Credibility, for sure, is one virtue that could open new vistas for right partnerships and right growth. A good example here is that of Chennai-based online matrimonial company, Bharatmatrimony.com, which, after getting Canaan Partners on board, managed to rope in Yahoo as a partner. The duo invested $8.65 million in the company last year. Says J. Murugavel, founder and CEO of Bharatmatrimony.com, “We could have never imagined approaching Yahoo on our own. It was made possible because of our association with Canaan Partners.” Murugavel runs five other portals besides Bharatmatrimony. Says Alok Mittal, executive director, Canaan Partners, “Since most private equity and venture capital funds have a strong global network, they can easily identify right partnerships for the companies with which they work .”
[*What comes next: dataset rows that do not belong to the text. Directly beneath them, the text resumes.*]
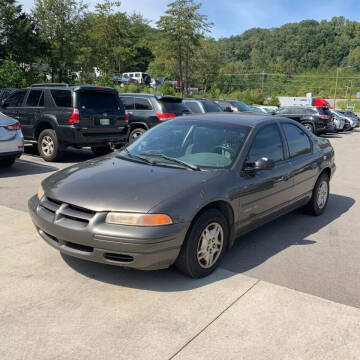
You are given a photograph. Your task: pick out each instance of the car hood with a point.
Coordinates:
(113, 184)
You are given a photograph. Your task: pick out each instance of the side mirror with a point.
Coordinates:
(263, 163)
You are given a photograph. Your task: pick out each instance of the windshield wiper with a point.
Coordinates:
(137, 157)
(162, 156)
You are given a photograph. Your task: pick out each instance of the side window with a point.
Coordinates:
(142, 104)
(193, 106)
(128, 102)
(16, 99)
(41, 101)
(33, 98)
(299, 143)
(62, 98)
(267, 143)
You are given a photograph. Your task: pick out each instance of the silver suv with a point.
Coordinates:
(11, 140)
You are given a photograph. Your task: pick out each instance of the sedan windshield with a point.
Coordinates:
(191, 144)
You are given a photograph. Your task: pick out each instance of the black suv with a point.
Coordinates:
(61, 116)
(318, 120)
(146, 111)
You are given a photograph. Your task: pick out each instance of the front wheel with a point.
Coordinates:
(320, 196)
(204, 245)
(49, 146)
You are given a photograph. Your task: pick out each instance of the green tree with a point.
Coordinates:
(59, 23)
(182, 27)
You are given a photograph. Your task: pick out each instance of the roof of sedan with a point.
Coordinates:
(230, 118)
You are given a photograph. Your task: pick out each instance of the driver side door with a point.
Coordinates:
(265, 191)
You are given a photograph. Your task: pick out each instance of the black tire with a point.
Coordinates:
(49, 146)
(187, 261)
(310, 127)
(7, 161)
(314, 207)
(135, 133)
(101, 150)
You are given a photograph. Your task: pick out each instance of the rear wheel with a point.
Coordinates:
(204, 245)
(320, 196)
(49, 146)
(309, 126)
(101, 150)
(7, 161)
(135, 134)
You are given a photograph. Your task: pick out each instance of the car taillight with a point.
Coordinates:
(13, 127)
(74, 117)
(165, 116)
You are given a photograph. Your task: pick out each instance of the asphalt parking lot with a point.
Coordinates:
(294, 283)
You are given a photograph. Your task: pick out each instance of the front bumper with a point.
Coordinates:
(146, 248)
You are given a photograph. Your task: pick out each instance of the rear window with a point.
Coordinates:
(98, 101)
(62, 98)
(33, 98)
(211, 107)
(128, 102)
(174, 107)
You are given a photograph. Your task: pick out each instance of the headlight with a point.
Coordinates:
(138, 219)
(40, 192)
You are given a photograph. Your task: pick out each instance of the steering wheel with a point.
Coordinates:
(223, 149)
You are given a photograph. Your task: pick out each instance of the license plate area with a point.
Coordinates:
(104, 122)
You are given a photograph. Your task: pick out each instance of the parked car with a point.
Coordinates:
(200, 106)
(339, 121)
(352, 118)
(5, 92)
(146, 111)
(140, 77)
(123, 80)
(57, 117)
(316, 119)
(11, 140)
(235, 105)
(184, 191)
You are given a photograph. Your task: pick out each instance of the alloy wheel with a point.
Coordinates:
(210, 245)
(47, 145)
(322, 195)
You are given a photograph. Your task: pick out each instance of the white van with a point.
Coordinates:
(140, 77)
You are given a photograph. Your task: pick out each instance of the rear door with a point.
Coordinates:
(13, 104)
(30, 111)
(100, 110)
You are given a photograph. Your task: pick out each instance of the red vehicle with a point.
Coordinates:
(320, 102)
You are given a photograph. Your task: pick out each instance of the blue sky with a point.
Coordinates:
(232, 17)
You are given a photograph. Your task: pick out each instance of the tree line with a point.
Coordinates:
(66, 41)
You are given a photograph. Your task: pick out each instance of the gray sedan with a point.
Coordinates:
(11, 140)
(184, 191)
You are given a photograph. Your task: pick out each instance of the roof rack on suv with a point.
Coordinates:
(50, 85)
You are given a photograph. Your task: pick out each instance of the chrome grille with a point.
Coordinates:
(62, 210)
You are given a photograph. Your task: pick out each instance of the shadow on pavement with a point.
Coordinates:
(249, 251)
(25, 167)
(293, 229)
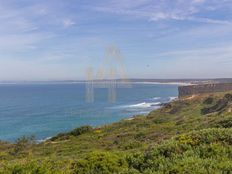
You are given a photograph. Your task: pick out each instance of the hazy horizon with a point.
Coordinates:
(59, 40)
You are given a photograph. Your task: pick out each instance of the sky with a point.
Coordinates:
(62, 39)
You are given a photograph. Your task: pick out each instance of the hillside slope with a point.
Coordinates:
(192, 135)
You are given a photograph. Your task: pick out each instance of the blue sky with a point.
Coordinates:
(60, 39)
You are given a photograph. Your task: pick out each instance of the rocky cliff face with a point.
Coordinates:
(204, 88)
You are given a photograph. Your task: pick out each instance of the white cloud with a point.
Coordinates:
(68, 23)
(163, 9)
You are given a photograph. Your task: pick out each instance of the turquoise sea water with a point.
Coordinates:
(44, 110)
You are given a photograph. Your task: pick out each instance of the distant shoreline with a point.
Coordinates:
(82, 82)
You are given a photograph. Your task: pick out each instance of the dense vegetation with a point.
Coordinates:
(192, 135)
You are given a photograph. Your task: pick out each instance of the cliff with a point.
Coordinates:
(204, 88)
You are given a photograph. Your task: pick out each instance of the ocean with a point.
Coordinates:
(43, 110)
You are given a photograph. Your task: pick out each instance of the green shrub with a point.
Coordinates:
(81, 130)
(100, 163)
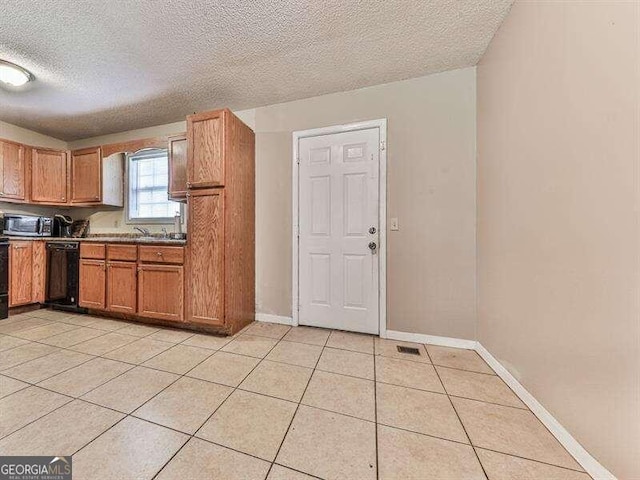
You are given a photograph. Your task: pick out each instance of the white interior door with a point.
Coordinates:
(338, 203)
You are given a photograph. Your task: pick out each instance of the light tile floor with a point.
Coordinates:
(138, 401)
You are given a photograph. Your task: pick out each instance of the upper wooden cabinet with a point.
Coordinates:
(13, 171)
(97, 180)
(49, 176)
(205, 255)
(86, 176)
(206, 148)
(177, 147)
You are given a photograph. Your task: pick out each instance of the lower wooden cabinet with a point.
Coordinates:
(39, 271)
(144, 281)
(92, 283)
(121, 287)
(160, 291)
(20, 273)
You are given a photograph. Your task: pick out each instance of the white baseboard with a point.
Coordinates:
(267, 317)
(590, 464)
(431, 339)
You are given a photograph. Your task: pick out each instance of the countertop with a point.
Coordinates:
(107, 239)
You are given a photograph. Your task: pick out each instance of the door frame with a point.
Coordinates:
(381, 125)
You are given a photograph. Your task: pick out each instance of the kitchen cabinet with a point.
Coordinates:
(49, 176)
(160, 291)
(137, 280)
(13, 171)
(86, 176)
(20, 273)
(220, 262)
(205, 290)
(92, 284)
(177, 148)
(121, 287)
(96, 180)
(27, 271)
(206, 149)
(39, 271)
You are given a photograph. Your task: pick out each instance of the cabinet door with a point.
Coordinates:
(178, 167)
(13, 170)
(206, 149)
(160, 291)
(20, 273)
(205, 257)
(39, 271)
(48, 176)
(121, 287)
(86, 176)
(92, 284)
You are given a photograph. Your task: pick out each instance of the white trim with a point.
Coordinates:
(267, 317)
(431, 339)
(381, 125)
(590, 464)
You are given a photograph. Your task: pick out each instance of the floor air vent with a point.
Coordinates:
(408, 350)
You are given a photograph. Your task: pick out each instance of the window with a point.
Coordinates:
(148, 188)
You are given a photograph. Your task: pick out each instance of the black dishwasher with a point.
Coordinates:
(63, 270)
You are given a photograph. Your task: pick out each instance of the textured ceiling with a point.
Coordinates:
(109, 66)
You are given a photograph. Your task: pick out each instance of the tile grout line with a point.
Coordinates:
(298, 405)
(458, 417)
(194, 435)
(531, 460)
(375, 409)
(85, 393)
(174, 344)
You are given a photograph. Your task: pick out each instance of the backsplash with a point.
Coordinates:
(102, 220)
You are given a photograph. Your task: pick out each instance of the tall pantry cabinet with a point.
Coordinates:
(220, 285)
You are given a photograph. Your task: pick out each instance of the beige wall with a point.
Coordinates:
(431, 189)
(29, 137)
(558, 226)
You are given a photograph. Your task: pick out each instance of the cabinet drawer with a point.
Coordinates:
(160, 254)
(92, 250)
(123, 253)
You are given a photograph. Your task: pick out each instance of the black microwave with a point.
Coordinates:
(27, 225)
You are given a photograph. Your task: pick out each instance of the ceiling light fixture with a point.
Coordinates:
(14, 75)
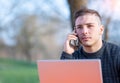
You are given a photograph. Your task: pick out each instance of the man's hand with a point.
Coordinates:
(68, 48)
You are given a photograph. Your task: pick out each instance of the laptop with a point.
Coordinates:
(70, 71)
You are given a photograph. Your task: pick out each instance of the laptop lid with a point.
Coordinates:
(69, 71)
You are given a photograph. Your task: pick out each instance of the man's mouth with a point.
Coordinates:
(86, 38)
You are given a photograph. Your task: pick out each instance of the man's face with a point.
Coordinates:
(89, 29)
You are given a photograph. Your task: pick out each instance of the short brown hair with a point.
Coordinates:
(85, 11)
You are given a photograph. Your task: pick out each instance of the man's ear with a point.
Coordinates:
(101, 29)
Another positive contribution made by these investors is attracting talent. According to Peck, that again is a result of the credibility that their backing brings. Agrees Bhasin, “Family-run businesses lack a professional image and attitude and hence, talented professionals are quite sceptical about joining them. PE-VC investors not only attract talent, but also nurture it, thereby contributing to the long-term stability and growth of companies.”
In fact, more than 60% of the executives surveyed by Venture Intelligence said their number of employees had increased manifold after PE investments. Also, remunerations in mid-cap companies backed by PE investors grew three times that in mid-cap index companies.
A section of promoters, however, warns that PE-VC investors can also cause a number of grief. “Some ambitious managers tend to be dominant and intrusive and, thus, cause a lot of problems,” says a Chennai-based promoter, adding, “Choosing the right people is crucial to the success of such partnerships. Personality clashes, could cause more harm to companies, specially the smaller ones, than benefit.”